Sunday, July 4, 2010

Independence Day

Happy 4th of July, everyone. In honor of our nation's independence, I'd like to pay tribute to a great American hero who helped preserve that independence and became the most decorated American soldier of World War II. Audie Murphy, soldier, actor, and veteran's advocate. Gone, far too young, but not forgotten.

Thursday, July 1, 2010

That Was Then

Several years ago, I read a feature article in a magazine about author Pat Conroy. It's been in the back of my mind all this time because his writing process for some of his early books was so amazing. I'm sure the article comes to mind because one of the things he did was keep a word list. Any word he came across or heard in conversation and liked, he added to his list and found a way to incorporate it into his writing. I've started doing this with words that I see and hear all the time, but don't normally use. When I come across them, I write them down in a notebook, then look up the precise meanings and write those down, too. I keep the list handy and, while I'm writing, I occasionally take a look to see if I can use any of the words in my manuscript. In this way, I feel I'm broadening my vocabulary. After all, what is a writer without an extensive arsenal of words?
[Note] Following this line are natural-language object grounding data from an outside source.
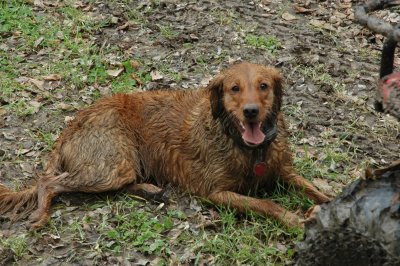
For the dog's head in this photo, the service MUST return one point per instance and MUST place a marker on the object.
(250, 96)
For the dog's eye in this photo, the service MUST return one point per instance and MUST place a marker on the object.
(263, 86)
(235, 88)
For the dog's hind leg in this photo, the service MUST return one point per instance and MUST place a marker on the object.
(50, 186)
(46, 191)
(146, 190)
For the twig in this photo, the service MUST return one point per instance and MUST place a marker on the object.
(375, 24)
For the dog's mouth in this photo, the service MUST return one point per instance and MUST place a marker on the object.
(252, 133)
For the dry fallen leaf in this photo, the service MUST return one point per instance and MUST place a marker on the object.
(52, 77)
(155, 75)
(38, 83)
(65, 106)
(38, 3)
(2, 111)
(68, 119)
(289, 17)
(303, 10)
(124, 26)
(322, 24)
(115, 72)
(38, 42)
(138, 80)
(135, 64)
(36, 106)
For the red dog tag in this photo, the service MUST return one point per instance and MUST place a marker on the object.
(259, 169)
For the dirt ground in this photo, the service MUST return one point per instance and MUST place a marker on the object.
(329, 63)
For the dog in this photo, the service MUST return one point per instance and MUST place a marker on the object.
(220, 143)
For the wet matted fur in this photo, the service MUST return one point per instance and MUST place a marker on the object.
(219, 142)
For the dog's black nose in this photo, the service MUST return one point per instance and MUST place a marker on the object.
(250, 110)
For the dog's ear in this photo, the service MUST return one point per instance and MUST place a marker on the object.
(278, 90)
(215, 87)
But back to Pat Conroy. At the time the article was written, he had secluded himself in a scenic old lighthouse on the Carolina coast to write a manuscript. He stayed there, alone, and did nothing but write until the manuscript was finished. His food, drink, and other necessities were delivered to his doorstep by friends so he didn't have to leave his writing zone.

Here's the really amazing part. His writing process was simply to write. And write, and write. The initial drafts for the books titled Prince of Tides and Beach Music ended up at something just over 2,000 pages each. He wrote the scenes as they came to him, and in no particular order. By his own admission, he ended up with a mess of manuscript that he couldn't make heads or tails of. It was his editor, Nan Talese, who took those gi-normous manuscripts, pored through them page by page, slashing whole sections and rearranging, until they became the books that eventually went on to become bestsellers. How incredible is that?

It makes me wonder. In today's publishing climate, where editors want everything as close to perfection as possible on submission--so there's a minimum of editing--how far would Pat Conroy's ponderous manuscripts have gotten? Probably about as far as my first manuscript, which ran just slightly over 700 pages--a wee pittance compared to Mr. Conroy's tomes. Green as spring grass, I queried that monster to agents. I received a note from one, who shall remain nameless (because he's still agenting today), that was absolutely priceless. He said, and I quote: "Are you kidding me with this?" But back to Mr. Conroy. I'm going to take the optimistic high road and say that I'm sure he would have worked through the whole culling and editing process himself, eventually. Those books would still have been published and gone on to become bestsellers. But how much longer would the road to publication have taken?

I thought Mr. Conroy's story was interesting and I think it serves as a good example of how much the publishing industry has changed in recent years. I have to wonder, though, if there are any authors in this day and time who still receive that kind of special treatment from their publishers.